Я сказал ему: «Она же больная, не понимает, что говорят. Зачем ты кричишь на нее?» Отец махал рукой, соглашаясь, что да, он вышел из себя. Но что сделаешь? Я сидел, уставившись в экран телевизора, понимая, что вряд ли имел право это ему говорить. Через два дня я уеду в Москву, пойду на собеседование, устроюсь на передачу про «адаптацию». Отец останется с матерью один. Его Адаптация будет страшнее. И человечней. Даже если мы с братом наймем сиделку, – он будет все равно с матерью один. Будет жить с ней, затерянной в двух, трех или в десяти ее временах и мирах, – а мы с братом будем в это время далеко. Когда-нибудь мы вот так же состаримся, и, может быть, кто-то тоже будет сидеть с нами. Ругаясь и крича. Может быть, в развитых государствах Европы, как говорила мне Аннет, и не существует проблемы одиночества. Может быть. У них там, вероятно, не существует проблемы материального одиночества. Но в сущности, мы ведь очень похожи. И лучше бы кто-нибудь из ученых изобрел вакцину неодиночества. Ведь умирать одиноким страшнее, чем умирать вообще. А надо, чтобы нестрашно было умирать именно одному. Как в Спарте или у древних японцев. Чтобы ты просто, если начался приступ одиночества, как у меня тогда ночью, выпил какую-нибудь таблетку, сделал себе укол – и ловил праздничный кайф от того, что ты сейчас один. Нужно, чтобы одиночество превратилось в легкое сердечное недомогание – принял валидол, и все. И мог бы лежать часами, глядя открытыми глазами в одну точку, не унывать, улыбаться и всегда думать о чем-то очень хорошем. Может быть, и умереть в таком состоянии. Главное, надо улыбаться, а не только ощущать покой. Нужно это запомнить, думал я, когда сам буду таким, как мать – нужно будет улыбаться. Но как же это больно, если улыбку придется выдавливать через силу!
Я вспомнил разговор с братом в детстве, когда он впервые принес мне почитать какую-то из книг Ницше. Я тогда любил северные рассказы Джека Лондона.

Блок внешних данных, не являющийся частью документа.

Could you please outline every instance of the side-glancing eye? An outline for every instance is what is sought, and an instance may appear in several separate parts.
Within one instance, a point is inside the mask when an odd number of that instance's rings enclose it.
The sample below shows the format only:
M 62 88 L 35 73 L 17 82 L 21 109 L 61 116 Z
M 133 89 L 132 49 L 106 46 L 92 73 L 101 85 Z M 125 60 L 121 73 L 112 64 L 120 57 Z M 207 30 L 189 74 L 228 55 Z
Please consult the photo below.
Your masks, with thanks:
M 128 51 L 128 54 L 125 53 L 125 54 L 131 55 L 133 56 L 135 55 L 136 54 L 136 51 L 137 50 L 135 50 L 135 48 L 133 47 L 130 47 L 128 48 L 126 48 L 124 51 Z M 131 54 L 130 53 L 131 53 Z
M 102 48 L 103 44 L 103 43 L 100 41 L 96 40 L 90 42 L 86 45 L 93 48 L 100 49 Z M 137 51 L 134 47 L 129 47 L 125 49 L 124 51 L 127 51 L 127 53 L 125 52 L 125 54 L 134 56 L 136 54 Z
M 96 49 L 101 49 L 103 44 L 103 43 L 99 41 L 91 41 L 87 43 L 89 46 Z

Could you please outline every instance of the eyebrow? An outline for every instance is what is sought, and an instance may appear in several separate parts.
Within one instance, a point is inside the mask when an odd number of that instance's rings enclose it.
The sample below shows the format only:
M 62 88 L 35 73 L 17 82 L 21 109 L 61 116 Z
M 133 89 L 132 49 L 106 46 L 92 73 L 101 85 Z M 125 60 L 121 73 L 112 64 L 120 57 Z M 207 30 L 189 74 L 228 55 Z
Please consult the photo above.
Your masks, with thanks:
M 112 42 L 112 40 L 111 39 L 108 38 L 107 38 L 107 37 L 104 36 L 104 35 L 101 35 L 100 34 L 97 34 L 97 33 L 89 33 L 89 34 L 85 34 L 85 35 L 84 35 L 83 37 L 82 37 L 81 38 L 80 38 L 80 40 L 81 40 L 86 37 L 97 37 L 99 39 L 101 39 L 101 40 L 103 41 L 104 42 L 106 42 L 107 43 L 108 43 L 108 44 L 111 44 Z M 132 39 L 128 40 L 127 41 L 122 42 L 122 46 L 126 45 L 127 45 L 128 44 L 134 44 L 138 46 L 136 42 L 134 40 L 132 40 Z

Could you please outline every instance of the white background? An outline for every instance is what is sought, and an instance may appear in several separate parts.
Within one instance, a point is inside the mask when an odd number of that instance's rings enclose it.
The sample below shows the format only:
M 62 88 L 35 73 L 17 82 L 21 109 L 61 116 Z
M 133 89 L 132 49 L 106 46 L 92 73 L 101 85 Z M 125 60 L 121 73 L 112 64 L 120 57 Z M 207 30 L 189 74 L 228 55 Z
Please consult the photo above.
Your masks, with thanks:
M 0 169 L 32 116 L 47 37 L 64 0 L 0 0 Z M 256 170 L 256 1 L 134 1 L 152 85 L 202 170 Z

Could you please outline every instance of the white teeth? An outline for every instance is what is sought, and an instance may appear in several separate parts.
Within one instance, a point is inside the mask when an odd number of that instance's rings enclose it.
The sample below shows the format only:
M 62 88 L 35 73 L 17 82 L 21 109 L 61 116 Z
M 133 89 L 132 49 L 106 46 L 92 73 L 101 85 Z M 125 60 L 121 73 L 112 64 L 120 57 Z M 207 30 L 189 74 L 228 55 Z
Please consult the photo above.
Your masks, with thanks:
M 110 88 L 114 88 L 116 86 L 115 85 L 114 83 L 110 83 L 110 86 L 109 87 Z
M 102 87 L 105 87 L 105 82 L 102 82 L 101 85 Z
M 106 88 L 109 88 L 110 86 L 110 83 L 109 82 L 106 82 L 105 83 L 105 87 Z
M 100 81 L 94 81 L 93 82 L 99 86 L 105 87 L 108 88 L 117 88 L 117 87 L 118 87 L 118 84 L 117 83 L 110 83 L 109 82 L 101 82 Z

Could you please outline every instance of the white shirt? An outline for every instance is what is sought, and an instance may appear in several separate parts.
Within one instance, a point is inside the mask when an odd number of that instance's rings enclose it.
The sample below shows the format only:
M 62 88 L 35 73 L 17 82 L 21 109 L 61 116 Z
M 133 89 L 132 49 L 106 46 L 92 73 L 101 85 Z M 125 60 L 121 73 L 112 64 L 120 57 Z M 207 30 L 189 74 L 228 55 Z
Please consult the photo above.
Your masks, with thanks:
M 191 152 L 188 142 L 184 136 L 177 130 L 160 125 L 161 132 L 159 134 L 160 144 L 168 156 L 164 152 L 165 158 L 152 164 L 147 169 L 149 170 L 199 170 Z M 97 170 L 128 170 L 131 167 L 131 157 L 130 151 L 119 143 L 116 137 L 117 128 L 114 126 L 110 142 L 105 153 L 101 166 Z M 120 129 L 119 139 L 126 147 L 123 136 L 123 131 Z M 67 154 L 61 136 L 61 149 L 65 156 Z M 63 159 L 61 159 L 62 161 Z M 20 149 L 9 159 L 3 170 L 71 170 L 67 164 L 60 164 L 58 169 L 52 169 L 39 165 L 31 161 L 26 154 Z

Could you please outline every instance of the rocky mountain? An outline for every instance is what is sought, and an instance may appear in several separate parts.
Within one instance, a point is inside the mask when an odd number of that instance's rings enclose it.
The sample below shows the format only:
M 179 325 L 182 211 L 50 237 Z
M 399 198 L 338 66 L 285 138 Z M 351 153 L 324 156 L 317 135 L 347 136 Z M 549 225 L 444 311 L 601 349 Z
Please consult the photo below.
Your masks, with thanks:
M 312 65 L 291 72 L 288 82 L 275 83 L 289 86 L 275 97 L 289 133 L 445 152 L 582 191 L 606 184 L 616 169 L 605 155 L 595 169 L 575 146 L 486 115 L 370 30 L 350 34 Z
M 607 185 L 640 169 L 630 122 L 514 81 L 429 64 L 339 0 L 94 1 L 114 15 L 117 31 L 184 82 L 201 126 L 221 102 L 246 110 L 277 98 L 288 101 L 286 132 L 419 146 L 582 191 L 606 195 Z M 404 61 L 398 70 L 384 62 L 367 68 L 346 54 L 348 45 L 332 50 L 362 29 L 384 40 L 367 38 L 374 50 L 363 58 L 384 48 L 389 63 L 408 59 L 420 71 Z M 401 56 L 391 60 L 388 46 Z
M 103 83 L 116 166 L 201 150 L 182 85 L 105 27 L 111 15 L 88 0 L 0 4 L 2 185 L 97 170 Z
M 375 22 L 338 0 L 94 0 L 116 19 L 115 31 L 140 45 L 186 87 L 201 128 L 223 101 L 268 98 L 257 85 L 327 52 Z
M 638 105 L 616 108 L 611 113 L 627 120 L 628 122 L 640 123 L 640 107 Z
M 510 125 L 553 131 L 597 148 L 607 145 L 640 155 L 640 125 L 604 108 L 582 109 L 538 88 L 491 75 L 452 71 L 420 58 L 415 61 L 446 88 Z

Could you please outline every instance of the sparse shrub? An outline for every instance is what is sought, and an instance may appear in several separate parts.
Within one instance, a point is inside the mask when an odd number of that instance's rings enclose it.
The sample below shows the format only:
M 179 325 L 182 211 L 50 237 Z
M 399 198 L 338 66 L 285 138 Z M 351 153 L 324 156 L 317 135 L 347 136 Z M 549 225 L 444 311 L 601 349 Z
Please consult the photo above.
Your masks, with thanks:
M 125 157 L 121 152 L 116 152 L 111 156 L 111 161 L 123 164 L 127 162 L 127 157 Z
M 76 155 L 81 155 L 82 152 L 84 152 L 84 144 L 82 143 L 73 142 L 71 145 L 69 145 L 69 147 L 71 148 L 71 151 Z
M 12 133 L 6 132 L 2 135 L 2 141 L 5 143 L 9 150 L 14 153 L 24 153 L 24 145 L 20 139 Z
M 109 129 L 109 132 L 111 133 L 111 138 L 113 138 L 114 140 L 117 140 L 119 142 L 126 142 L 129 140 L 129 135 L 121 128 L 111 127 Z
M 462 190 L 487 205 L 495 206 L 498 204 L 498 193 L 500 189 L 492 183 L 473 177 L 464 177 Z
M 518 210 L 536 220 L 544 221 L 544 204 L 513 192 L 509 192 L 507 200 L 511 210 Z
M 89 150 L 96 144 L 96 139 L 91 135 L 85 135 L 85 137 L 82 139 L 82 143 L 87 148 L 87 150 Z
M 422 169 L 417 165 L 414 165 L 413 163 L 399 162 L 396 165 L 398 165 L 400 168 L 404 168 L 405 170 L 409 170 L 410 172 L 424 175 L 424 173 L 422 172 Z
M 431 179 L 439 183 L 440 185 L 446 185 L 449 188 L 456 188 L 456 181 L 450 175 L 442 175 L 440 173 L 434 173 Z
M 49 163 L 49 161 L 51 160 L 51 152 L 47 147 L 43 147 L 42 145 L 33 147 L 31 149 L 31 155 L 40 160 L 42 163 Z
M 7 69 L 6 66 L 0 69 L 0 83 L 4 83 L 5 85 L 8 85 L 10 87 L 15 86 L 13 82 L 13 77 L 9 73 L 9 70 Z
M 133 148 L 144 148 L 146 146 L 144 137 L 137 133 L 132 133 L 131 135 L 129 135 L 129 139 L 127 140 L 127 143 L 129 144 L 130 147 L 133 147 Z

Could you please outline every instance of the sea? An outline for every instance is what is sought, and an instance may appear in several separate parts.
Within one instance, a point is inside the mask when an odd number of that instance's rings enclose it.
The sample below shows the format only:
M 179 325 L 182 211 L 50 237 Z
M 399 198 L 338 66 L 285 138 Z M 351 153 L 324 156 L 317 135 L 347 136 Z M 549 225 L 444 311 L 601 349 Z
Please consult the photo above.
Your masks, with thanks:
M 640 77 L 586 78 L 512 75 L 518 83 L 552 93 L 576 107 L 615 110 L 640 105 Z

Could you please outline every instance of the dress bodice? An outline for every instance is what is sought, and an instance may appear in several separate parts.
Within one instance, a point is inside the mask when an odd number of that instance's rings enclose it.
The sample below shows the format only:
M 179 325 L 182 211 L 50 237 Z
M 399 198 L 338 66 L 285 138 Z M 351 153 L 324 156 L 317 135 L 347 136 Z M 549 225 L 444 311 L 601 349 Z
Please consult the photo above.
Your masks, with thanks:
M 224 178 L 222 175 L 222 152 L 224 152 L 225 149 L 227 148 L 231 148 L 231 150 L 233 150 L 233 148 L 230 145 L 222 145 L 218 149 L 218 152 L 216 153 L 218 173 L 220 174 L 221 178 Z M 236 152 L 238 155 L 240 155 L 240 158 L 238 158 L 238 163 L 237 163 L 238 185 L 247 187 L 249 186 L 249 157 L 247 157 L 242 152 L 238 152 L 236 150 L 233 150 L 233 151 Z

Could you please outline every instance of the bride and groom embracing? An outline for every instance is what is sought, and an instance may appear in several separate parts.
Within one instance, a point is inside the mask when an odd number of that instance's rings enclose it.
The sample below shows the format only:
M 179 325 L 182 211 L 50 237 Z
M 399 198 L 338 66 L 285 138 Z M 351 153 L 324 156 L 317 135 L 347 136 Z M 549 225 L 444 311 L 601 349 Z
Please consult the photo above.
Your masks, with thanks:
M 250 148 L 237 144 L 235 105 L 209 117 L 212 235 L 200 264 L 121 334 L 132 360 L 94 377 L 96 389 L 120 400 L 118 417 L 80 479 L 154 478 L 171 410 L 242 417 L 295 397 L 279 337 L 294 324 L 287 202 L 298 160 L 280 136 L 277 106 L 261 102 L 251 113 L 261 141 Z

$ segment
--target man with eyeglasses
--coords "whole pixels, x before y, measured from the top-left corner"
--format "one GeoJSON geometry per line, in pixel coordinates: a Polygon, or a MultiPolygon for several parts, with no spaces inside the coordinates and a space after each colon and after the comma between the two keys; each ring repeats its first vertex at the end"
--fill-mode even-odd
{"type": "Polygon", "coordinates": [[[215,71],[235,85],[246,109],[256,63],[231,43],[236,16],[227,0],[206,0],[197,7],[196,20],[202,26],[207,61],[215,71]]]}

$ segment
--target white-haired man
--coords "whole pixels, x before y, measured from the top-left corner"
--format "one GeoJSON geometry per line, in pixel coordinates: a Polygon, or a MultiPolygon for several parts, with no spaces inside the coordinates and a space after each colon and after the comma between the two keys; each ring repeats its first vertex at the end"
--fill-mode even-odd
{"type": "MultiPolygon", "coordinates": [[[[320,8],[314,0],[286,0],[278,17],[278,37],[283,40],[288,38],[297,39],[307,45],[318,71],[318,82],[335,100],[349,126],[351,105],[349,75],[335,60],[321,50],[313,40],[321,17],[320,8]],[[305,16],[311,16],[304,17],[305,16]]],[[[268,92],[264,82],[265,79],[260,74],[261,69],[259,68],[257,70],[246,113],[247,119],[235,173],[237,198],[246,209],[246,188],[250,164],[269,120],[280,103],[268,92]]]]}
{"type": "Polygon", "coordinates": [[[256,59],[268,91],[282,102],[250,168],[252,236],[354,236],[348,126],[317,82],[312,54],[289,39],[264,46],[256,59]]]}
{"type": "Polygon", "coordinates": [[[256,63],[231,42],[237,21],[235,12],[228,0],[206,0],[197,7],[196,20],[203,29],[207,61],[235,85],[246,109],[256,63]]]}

«А знаешь, правильно немцы при Гитлере делали, – сказал мне тогда с серьезной улыбкой Борис, – что уничтожали неполноценных и больных. Нужно, если человек стал беспомощным и оказался прикованным к постели, разрешать его по закону умерщвлять. И хорошо бы заранее написать завещание: так, мол, и так, в случае моего беспомощного состояния прошу отключить от жизни. Умирать нужно благородно, Сашка. Нельзя становиться жалким телом с мозгами дождевого червяка…» – говорил он, и я согласно кивал.
В сущности, сегодня эвтаназия разрешена в нескольких странах Европы. Но вакцины против одиночества нет. Не знаю, написал ли брат такое завещание. Думаю, нет.
Через два дня отец засобирался на дачу, чтобы собрать урожай помидоров, которые расплодились в этом году и теперь гнили на участке. Он уже две недели не мог съездить за помидорами из-за болезни матери.
– Я только на пару часов, туда и обратно, – говорил мне папа, покашливая и морща щеки. – Ничего, она спит. Побудешь, сынок?
Мать действительно спала, потому что не могла заснуть всю ночь.
Отец тоже рядом с ней долго ворочался, вставал, ходил в туалет, включал свет. Я лежал в это время в своей темной комнате, смотрел на пробегающие по шторам фонарные блики проезжающих машин и представлял, как отец смотрит при включенном свете на мать, опасаясь, что она может умереть. Один раз я слышал, что они стали быстро раздраженно препираться, затем отец выключил свет.